3 The Reform of Litigation Cost Shifting

In 1995, the Study Group on the Cost System of Civil Procedure (minsohiyoseidotou kenkyukai) was established to consider the current amount of court fees and the implementation of some part of attorney fees shifting.Footnote 20 Its report was published in 1997. The majority of the Study Group supported the inclusion of attorney fees in the amount of shiftable costs in the near future. Yet, the Study Group also concluded that it is first necessary to increase the number of attorneys and to extend legal aid to all people lacking the resources for civil litigation.

It is difficult to decide the proper amount of shiftable attorney fees. The bar is also in part opposed because determining that amount will lead to regulation of attorney fees by the courts and thus infringe the autonomy of attorneys. 

It is difficult to reach an agreement to support the necessary legislation. In 2001, the Final Report of the Legal Reform Committee (shihoseidokaikaku shingikai) recommended the implementation of the loser pays rule for part of the attorney fees in order to increase access to litigation. The Committee also mentioned, however, that it is necessary to avoid a chilling effect on litigation. In addition, the Access to Justice Committee (akusesu kentoukai) was established to discuss court fees and the attorney fees. The opinion of the Committee is divided. One view is that part of the attorney fee must be regarded as a necessary cost because it is often necessary for ordinary people to hire an attorney; thus, the loser should bear some part of attorney fees. The other view is that shifting even part of the attorney fee to the losing party will have a chilling effect on litigation because it may deter people from bringing a lawsuit. It is difficult to decide how broad an exception from a loser-pays rule should be in order to avoid a chilling effect. Should it, for example, apply to small claims or to administrative litigation?

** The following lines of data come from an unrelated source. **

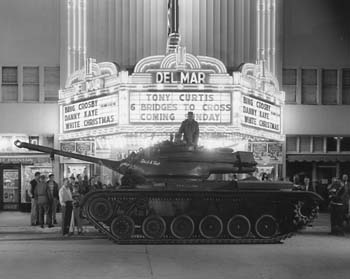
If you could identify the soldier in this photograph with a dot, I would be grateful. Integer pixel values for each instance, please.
(34, 214)
(338, 196)
(345, 182)
(190, 129)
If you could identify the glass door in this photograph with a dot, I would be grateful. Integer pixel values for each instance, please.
(10, 182)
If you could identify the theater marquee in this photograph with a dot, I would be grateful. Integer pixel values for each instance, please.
(172, 107)
(92, 113)
(259, 114)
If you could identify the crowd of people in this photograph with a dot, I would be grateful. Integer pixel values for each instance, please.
(336, 195)
(47, 197)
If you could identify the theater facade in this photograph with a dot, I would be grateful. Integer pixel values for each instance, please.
(106, 112)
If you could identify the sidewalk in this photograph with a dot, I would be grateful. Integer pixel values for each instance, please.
(13, 223)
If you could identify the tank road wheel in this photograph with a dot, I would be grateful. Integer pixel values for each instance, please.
(238, 226)
(182, 227)
(266, 226)
(210, 226)
(154, 227)
(100, 209)
(123, 227)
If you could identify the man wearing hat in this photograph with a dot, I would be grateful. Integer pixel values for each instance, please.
(190, 130)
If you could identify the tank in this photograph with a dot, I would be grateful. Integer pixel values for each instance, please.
(169, 195)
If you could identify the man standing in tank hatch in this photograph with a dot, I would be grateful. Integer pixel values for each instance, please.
(190, 129)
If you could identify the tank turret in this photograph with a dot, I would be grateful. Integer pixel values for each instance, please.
(168, 160)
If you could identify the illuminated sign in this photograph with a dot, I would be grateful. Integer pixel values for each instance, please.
(260, 114)
(180, 77)
(96, 112)
(172, 107)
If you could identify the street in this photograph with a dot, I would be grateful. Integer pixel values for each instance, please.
(310, 254)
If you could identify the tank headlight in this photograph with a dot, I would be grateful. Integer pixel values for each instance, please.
(18, 143)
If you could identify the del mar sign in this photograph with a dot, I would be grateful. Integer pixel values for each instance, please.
(180, 77)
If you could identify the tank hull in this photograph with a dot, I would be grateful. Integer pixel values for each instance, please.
(200, 213)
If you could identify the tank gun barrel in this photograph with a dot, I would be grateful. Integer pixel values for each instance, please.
(114, 165)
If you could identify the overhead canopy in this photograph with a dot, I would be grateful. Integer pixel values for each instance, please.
(318, 157)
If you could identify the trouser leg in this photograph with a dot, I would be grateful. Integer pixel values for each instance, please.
(339, 216)
(49, 214)
(77, 218)
(63, 219)
(333, 217)
(41, 213)
(33, 212)
(67, 217)
(54, 210)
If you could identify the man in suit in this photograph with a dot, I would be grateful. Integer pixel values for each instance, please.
(44, 198)
(34, 212)
(190, 129)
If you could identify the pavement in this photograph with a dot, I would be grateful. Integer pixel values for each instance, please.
(15, 225)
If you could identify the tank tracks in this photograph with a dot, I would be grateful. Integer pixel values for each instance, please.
(136, 217)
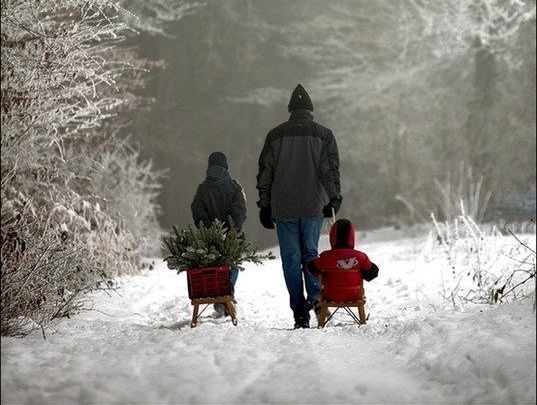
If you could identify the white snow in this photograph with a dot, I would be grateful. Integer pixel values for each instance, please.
(137, 346)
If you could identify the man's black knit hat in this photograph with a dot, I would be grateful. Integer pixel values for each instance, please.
(218, 159)
(300, 99)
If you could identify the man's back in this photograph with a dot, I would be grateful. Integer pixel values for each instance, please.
(298, 167)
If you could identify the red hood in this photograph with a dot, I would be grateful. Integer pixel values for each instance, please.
(342, 234)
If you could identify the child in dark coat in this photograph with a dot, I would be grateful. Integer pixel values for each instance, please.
(341, 258)
(220, 197)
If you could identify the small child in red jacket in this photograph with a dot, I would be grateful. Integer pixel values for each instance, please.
(343, 268)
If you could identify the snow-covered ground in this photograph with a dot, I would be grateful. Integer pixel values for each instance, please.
(137, 346)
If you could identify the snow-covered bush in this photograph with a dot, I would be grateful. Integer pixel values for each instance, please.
(78, 207)
(482, 268)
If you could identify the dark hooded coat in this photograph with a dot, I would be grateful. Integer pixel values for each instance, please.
(299, 164)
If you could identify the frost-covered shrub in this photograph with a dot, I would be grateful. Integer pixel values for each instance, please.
(78, 207)
(483, 268)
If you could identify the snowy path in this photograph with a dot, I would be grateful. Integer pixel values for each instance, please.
(139, 347)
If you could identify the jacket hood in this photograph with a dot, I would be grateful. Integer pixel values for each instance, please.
(300, 100)
(216, 174)
(342, 234)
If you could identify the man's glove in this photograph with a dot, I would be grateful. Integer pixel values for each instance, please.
(265, 216)
(334, 203)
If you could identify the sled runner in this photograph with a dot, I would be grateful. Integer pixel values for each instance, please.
(210, 285)
(342, 289)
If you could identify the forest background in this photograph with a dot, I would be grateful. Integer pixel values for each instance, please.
(109, 112)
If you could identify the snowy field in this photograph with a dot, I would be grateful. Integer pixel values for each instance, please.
(137, 346)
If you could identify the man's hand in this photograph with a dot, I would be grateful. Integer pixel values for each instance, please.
(265, 217)
(335, 204)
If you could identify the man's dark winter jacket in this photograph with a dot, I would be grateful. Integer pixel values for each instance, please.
(298, 168)
(218, 197)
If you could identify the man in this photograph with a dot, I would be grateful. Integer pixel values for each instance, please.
(298, 183)
(220, 197)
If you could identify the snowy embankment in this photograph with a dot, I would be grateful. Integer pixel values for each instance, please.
(137, 345)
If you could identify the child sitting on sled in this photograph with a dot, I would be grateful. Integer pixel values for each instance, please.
(343, 258)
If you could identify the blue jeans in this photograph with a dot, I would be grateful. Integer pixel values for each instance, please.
(299, 240)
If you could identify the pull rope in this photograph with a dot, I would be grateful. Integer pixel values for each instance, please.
(330, 221)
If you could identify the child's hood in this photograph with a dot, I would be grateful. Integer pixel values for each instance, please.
(342, 234)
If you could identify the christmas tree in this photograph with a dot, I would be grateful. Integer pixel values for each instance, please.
(210, 246)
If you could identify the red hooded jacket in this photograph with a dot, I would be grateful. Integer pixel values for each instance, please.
(343, 268)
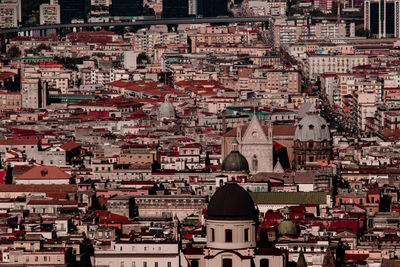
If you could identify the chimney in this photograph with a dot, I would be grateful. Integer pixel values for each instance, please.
(224, 122)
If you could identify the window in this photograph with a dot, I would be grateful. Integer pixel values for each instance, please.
(228, 235)
(264, 263)
(194, 263)
(255, 163)
(226, 262)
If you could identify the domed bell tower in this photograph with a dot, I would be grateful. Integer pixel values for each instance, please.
(231, 222)
(235, 165)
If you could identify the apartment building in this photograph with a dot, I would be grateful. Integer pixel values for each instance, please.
(316, 64)
(8, 15)
(50, 14)
(10, 100)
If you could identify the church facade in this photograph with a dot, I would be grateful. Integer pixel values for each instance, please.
(255, 144)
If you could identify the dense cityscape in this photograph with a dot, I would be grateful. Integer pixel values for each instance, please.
(200, 133)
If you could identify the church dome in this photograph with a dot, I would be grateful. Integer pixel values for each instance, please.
(231, 202)
(312, 128)
(287, 228)
(166, 110)
(235, 162)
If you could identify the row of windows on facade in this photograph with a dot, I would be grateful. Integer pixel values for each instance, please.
(227, 262)
(45, 258)
(228, 235)
(145, 264)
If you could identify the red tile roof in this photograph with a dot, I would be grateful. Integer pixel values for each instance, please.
(71, 145)
(44, 173)
(22, 142)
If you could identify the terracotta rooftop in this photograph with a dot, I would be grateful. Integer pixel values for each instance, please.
(44, 172)
(71, 145)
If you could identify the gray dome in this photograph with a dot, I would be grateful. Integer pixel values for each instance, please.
(166, 110)
(287, 228)
(231, 202)
(312, 128)
(235, 162)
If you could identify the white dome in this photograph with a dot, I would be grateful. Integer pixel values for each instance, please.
(166, 110)
(312, 128)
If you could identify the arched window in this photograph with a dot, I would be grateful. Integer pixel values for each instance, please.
(228, 235)
(255, 163)
(264, 263)
(226, 262)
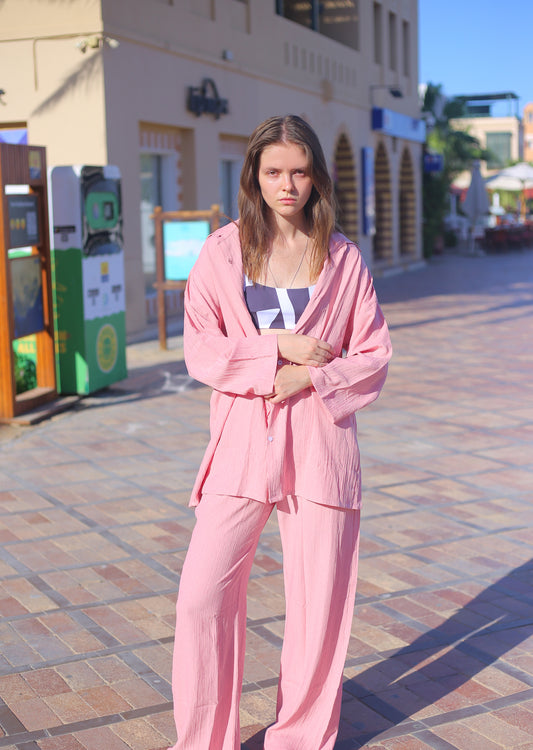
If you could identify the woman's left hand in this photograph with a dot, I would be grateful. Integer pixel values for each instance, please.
(290, 380)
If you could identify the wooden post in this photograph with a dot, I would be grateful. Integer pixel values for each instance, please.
(163, 284)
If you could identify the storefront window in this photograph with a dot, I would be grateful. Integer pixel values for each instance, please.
(499, 146)
(336, 19)
(151, 196)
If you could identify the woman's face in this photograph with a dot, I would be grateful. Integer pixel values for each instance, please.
(285, 179)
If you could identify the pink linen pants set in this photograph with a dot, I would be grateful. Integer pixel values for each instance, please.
(315, 488)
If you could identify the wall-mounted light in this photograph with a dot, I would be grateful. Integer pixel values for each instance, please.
(96, 42)
(394, 91)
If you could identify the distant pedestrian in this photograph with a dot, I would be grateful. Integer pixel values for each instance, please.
(282, 321)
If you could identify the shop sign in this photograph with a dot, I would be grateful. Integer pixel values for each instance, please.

The Final Report of the Legal Reform Committee recommended that the basic rule remain that each party bears its own attorney fees but that some part of the attorney fee must be borne by the loser if the both sides appoint an attorney and if they agree that the loser must bear also the winner’s attorney fees. The amount of attorney fees shifted to the loser depends on the amount in controversy. For example:

  • For 1,000,000 JPY (ca. US $100,000) it would be 100,000 JPY (ca. US $1,000).

  • For 5,000,000 JPY (ca. US $50,000) it would be 200,000 JPY (ca. US $2,000).

  • For 10,000,000 JPY (ca. US $100,000) it would be 300,000 JPY (ca. US $3,000).

  • For 1,000,000,000 JPY (ca. US $1,000,000) it would be 3,270,000 JPY (ca. US $32,700).

Note that these amounts are considerably lower than the real attorney fees a party must usually pay. Still, the Japan Federation of Bar Associations and consumer groups strongly criticize the proposal because it may have the impact of denying access to justice to certain parties for financial reasons. As a result, the current proposal of shifting attorney fees was abandoned.

If the shifting cost rule were to be implemented, it would also influence an attorney’s decision whether to settle or continue litigation (for average settlement rates, see supra. (II.)). It will also be necessary to discuss the issue of litigation insurance.

The current discussion of cost and fee determination and shifting in many countries around the world may provide important information for the reform efforts in Japan as well.